On prête à la gracieuse et ambitieuse Nina, divorcée une deuxième fois et distinguée par un prix d'excellence américain, des amants célèbres, de Félix Houphouët-Boigny, son beau-frère, à Mouammar Kadhafi, alors qu'elle prend plusieurs fois la route de Tripoli à partir de 1998, pour rencontrer les Touareg maliens au service de l'ancien Guide libyen. "Ah ça, je n'ai jamais été sa maîtresse !, s'offusque-t-elle. J'avais une grande haine contre cet homme quand je voyais comment il utilisait les Touareg pour combattre au Tchad ou ailleurs. Kadhafi les trompait en leur disant qu'ils faisaient partie de l'armée libyenne, mais en réalité, ils étaient maltraités."
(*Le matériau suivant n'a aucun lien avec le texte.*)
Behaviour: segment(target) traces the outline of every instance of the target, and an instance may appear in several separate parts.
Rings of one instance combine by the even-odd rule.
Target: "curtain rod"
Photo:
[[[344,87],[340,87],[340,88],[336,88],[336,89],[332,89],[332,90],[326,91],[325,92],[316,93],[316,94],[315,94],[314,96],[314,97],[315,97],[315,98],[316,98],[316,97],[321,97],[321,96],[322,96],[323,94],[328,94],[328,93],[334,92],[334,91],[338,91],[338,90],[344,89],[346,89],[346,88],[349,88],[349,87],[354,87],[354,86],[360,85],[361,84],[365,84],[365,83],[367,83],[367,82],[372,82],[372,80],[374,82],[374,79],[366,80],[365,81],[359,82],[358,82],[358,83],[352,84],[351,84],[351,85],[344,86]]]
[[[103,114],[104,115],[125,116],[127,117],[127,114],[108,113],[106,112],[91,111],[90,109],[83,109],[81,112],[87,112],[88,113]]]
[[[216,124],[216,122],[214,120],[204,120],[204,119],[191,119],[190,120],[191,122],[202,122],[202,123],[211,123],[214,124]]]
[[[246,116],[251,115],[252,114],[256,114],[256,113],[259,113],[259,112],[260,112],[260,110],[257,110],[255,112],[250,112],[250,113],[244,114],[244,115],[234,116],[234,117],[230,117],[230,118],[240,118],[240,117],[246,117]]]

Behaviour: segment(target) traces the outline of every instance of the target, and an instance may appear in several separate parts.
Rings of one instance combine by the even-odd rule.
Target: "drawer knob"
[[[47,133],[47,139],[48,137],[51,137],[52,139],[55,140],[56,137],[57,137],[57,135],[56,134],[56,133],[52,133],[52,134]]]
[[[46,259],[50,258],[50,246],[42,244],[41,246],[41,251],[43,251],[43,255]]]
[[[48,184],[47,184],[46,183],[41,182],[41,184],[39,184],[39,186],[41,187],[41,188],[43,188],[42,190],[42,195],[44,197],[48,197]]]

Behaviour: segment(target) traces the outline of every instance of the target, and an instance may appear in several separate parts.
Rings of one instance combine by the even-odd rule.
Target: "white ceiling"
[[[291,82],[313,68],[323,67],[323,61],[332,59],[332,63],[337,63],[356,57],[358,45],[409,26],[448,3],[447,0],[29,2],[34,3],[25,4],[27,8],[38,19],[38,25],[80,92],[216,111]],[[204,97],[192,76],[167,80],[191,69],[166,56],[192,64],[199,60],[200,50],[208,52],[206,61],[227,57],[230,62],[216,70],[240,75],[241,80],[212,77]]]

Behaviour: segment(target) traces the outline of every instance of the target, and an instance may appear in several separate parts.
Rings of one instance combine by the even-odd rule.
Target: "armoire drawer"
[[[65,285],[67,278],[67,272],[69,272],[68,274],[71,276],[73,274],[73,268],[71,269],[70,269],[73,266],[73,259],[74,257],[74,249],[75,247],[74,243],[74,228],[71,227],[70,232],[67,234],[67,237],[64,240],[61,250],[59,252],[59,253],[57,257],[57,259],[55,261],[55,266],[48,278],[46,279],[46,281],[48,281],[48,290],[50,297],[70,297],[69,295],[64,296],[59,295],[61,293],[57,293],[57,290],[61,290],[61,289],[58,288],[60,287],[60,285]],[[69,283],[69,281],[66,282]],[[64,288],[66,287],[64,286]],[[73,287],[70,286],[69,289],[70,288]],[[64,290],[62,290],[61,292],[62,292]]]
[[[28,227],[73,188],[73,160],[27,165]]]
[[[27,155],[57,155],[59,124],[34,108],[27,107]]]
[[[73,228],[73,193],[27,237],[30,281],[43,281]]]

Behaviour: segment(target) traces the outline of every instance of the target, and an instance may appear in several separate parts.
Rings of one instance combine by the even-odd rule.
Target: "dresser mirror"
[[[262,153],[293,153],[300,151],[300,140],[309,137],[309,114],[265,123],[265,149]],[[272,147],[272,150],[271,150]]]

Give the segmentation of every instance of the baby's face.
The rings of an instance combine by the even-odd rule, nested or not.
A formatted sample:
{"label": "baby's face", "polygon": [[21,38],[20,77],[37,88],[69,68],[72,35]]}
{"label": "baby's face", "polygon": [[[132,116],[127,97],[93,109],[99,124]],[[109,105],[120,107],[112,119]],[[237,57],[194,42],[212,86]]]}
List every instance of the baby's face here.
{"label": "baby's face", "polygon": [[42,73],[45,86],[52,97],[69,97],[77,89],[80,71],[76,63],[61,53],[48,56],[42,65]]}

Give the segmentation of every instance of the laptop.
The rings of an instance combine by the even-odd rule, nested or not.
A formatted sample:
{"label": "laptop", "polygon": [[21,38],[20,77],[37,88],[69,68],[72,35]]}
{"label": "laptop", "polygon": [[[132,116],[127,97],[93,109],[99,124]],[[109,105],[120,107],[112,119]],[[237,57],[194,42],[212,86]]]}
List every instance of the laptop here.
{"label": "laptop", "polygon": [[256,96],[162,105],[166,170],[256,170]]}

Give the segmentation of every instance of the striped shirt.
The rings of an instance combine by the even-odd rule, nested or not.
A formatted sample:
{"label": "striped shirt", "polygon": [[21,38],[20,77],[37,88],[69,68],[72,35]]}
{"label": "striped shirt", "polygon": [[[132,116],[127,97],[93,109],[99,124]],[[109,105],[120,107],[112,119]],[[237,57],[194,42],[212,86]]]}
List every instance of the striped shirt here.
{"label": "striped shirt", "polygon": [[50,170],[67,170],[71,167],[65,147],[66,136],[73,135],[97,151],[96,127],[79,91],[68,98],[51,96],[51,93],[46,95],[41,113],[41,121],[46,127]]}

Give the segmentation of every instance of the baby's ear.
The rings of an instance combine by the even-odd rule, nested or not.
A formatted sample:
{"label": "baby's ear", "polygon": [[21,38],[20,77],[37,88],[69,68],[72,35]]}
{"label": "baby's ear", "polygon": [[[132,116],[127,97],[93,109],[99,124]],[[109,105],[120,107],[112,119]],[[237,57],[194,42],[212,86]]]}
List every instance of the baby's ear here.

Proche du chef militaire du MNLA, Mohamed ag Najim, elle voue une haine toute aussi tenace au Touareg malien Iyad ag Ghali, devenu chef du groupe islamiste radical Ansar Eddine, allié à AQMI. "En 1990, [lors de la première révolte touareg], il était notre leader, raconte-t-elle. Ensuite, il a voulu être le secrétaire général du MNLA, mais nous avons refusé car il avait déjà des liens avec AQMI, je ne sais pas si c'est par conviction ou par opportunisme, sans doute les deux."

"QUE LES OCCIDENTAUX S'IMPLIQUENT"

Le mouvement indépendantiste, qui voit d'un très mauvais œil les tentatives de négociations amorcées depuis peu par Bamako avec le chef de file d'Ansar Eddine, assure qu'il cessera toute discussion si le gouvernement, désormais dirigé par cheikh Modibo Diarra, "négocie avec des terroristes". "On ne pourra jamais pardonner à Ag Ghali, il nous a fait trop de mal", assène Nina Wallet Intalou.

Exaspérée, elle tance: "Il faudra que les Occidentaux s'impliquent et nous donnent les moyens, ils donnent bien des millions pour libérer des otages. Depuis des mois, on nous promet une aide, mais rien, rien! Nous avons pourtant du pétrole, de l'uranium mais on nous laisse entre les griffes de ces gens!" "Hier, poursuit l'égérie du MNLA, de Tombouctou, on me disait que les djihadistes ont ouvert un camp militaire. Ils proposent à des jeunes de leur donner un véhicule, une arme. Quelqu'un qui était à dos d'âne se retrouve avec un 4×4, c'est comme ça qu'ils embobinent les gens."

Dans quelques jours, tous les dirigeants du MNLA devraient se réunir au Mali. Nina Wallet Intalou en sera.